İmanın İnsan Üzerindeki Etkileri ve Tezahürleri
İmanın İnsan Üzerindeki Etkileri ve Tezahürleri
Sözlükte e-m-n fiilinden türeyen iman; Tasdik etmek, inanmak, kesin karar vermek ve güven içinde olmak demektir. Aynı kök fiilden türeyen Eman güvende olmak, korkusuz olmak ve sağlamlaştırmak manasına gelir.
İtikat ve iman kavram olarak eş anlamlıdırlar. Allah'a güvenmek, inanmak, karar vermek ve bağlanmak gibi manalara gelir.

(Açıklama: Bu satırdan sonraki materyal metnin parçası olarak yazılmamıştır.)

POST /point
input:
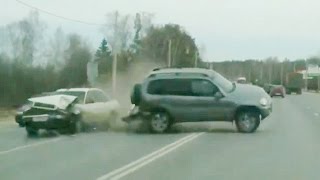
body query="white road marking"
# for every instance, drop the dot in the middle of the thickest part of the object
(27, 146)
(137, 164)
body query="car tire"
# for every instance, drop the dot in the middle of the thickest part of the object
(247, 121)
(159, 122)
(32, 132)
(76, 126)
(136, 94)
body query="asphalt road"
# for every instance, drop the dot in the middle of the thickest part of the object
(286, 146)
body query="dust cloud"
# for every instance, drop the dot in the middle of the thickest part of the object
(124, 84)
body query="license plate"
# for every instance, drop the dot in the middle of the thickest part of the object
(40, 119)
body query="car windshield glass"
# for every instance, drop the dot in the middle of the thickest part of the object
(223, 83)
(78, 94)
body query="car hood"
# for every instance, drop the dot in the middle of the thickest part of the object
(249, 94)
(58, 101)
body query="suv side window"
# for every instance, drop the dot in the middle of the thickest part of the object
(176, 87)
(99, 96)
(203, 88)
(90, 98)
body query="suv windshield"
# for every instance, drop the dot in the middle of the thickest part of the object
(223, 83)
(78, 94)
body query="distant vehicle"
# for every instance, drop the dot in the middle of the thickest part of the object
(69, 110)
(242, 80)
(170, 95)
(277, 90)
(267, 88)
(294, 83)
(313, 83)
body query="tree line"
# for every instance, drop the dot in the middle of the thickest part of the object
(34, 61)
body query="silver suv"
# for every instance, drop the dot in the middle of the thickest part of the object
(173, 95)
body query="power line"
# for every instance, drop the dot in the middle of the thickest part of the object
(58, 16)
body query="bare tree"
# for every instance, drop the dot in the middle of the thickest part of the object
(57, 45)
(24, 36)
(118, 31)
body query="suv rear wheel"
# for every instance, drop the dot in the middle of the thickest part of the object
(247, 121)
(31, 131)
(160, 122)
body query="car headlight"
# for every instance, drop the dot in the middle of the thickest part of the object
(263, 101)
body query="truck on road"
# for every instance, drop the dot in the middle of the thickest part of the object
(294, 83)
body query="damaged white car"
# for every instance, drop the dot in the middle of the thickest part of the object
(70, 110)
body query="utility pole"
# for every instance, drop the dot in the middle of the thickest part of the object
(196, 59)
(114, 74)
(169, 53)
(307, 76)
(281, 73)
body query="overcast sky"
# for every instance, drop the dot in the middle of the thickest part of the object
(229, 29)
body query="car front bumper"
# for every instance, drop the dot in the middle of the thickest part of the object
(49, 124)
(265, 111)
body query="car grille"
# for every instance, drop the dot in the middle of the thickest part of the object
(43, 106)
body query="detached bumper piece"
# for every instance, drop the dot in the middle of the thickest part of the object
(50, 124)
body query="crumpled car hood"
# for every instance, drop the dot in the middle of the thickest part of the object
(59, 101)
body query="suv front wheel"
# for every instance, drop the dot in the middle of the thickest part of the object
(160, 122)
(247, 121)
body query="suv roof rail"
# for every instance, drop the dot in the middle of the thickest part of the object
(159, 68)
(179, 73)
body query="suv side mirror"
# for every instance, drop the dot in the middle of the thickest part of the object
(89, 101)
(218, 95)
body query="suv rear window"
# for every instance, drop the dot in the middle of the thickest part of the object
(182, 87)
(179, 87)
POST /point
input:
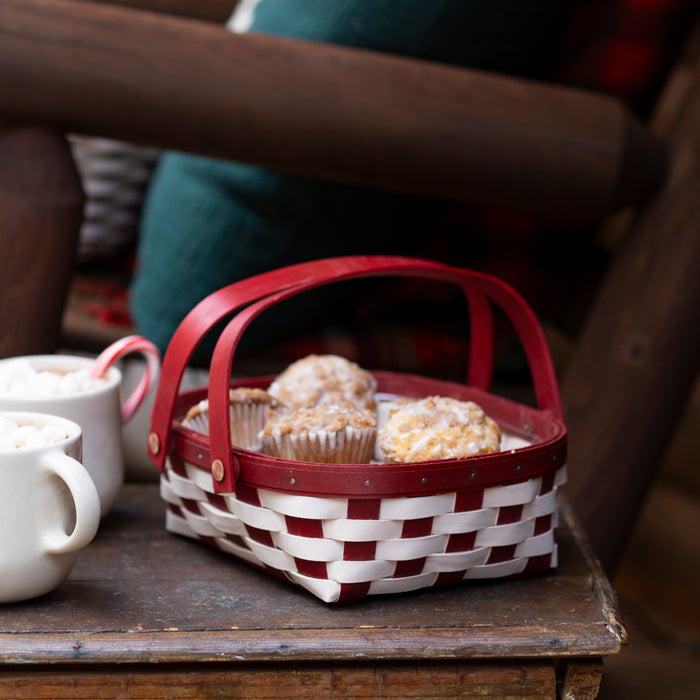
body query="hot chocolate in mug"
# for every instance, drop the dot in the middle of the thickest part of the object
(87, 391)
(49, 506)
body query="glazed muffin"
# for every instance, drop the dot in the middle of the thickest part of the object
(336, 434)
(321, 380)
(438, 428)
(248, 408)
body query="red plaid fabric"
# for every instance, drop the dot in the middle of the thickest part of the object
(626, 48)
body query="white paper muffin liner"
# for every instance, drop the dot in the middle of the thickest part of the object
(348, 446)
(247, 420)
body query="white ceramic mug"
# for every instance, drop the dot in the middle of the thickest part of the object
(96, 406)
(49, 507)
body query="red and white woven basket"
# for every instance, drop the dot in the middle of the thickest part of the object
(346, 531)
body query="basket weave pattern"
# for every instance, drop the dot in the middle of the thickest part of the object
(342, 549)
(343, 532)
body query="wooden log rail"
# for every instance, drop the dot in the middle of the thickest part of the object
(320, 110)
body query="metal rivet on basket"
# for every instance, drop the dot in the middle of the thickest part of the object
(217, 470)
(154, 443)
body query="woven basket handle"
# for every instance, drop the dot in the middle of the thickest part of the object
(227, 300)
(477, 287)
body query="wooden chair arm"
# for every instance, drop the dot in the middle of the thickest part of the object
(324, 111)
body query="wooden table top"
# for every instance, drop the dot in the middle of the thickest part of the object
(139, 594)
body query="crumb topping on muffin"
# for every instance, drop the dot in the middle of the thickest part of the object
(438, 428)
(319, 380)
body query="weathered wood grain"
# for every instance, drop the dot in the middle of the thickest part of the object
(319, 110)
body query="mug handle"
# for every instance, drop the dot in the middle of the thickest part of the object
(85, 499)
(126, 346)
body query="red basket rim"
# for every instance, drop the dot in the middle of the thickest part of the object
(365, 481)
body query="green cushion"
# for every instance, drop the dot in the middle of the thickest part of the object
(207, 223)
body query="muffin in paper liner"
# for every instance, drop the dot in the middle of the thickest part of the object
(331, 434)
(248, 409)
(437, 427)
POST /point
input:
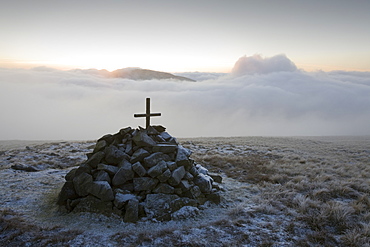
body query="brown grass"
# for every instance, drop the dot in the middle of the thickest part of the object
(15, 231)
(328, 201)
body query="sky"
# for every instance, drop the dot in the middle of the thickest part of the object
(183, 36)
(262, 68)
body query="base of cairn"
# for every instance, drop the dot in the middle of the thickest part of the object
(139, 173)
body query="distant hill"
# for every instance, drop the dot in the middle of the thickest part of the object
(135, 74)
(145, 74)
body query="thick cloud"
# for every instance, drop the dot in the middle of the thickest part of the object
(52, 104)
(258, 65)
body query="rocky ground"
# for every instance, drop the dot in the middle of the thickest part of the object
(296, 191)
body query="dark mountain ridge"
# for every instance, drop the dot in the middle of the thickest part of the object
(137, 74)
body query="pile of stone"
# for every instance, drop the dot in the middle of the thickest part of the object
(139, 174)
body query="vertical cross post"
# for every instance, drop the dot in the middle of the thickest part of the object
(147, 114)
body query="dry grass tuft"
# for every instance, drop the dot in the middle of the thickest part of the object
(327, 201)
(15, 231)
(251, 169)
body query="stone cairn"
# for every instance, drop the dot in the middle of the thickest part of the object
(139, 174)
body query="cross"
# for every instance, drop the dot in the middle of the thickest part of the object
(147, 115)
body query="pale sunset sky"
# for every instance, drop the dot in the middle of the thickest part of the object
(265, 68)
(180, 36)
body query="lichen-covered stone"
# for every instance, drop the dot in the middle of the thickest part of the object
(157, 169)
(102, 190)
(139, 169)
(124, 174)
(139, 155)
(164, 188)
(176, 176)
(95, 159)
(82, 184)
(144, 183)
(132, 211)
(154, 158)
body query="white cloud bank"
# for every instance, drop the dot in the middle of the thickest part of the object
(262, 96)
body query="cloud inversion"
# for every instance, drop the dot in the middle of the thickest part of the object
(272, 98)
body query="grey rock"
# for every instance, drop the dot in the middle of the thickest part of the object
(165, 136)
(154, 158)
(67, 192)
(194, 171)
(152, 131)
(158, 206)
(165, 148)
(132, 211)
(71, 174)
(129, 147)
(204, 183)
(182, 157)
(103, 176)
(185, 185)
(139, 155)
(124, 174)
(139, 169)
(82, 183)
(102, 190)
(171, 165)
(94, 205)
(194, 192)
(142, 139)
(83, 168)
(216, 177)
(100, 145)
(185, 212)
(214, 197)
(164, 176)
(23, 167)
(95, 159)
(202, 169)
(181, 202)
(109, 138)
(121, 199)
(125, 131)
(111, 170)
(144, 183)
(114, 155)
(176, 176)
(188, 176)
(127, 187)
(157, 169)
(159, 128)
(164, 188)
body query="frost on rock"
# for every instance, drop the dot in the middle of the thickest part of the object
(139, 174)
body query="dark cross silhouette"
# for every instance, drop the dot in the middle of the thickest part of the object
(147, 115)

İslam Istılahında İman; Allah'ın cebrail vasıtasıyla Resulüne indirdiği iman esaslarına kesin, eksiksiz ve şüphesi olmayan bir şekilde zahiri ve batıni ibadetlerimizde kalp ile tasdik, dil ile ikrar ve organlarla amel etmektir.
İman kalbi harekete geçiren, insana şuur, bilinç, idrak, ilim ve aksiyon kazandıran en önemli mefhumdur.
İmanın insan hayatına birçok yönüyle bıraktığı etkiler ve kazanımları vardır. İman, Allah'a karşı bilinç, insanlar arasında denge ve Allah'a kulluğa götüren en önemli ibadet çeşitlerindendir.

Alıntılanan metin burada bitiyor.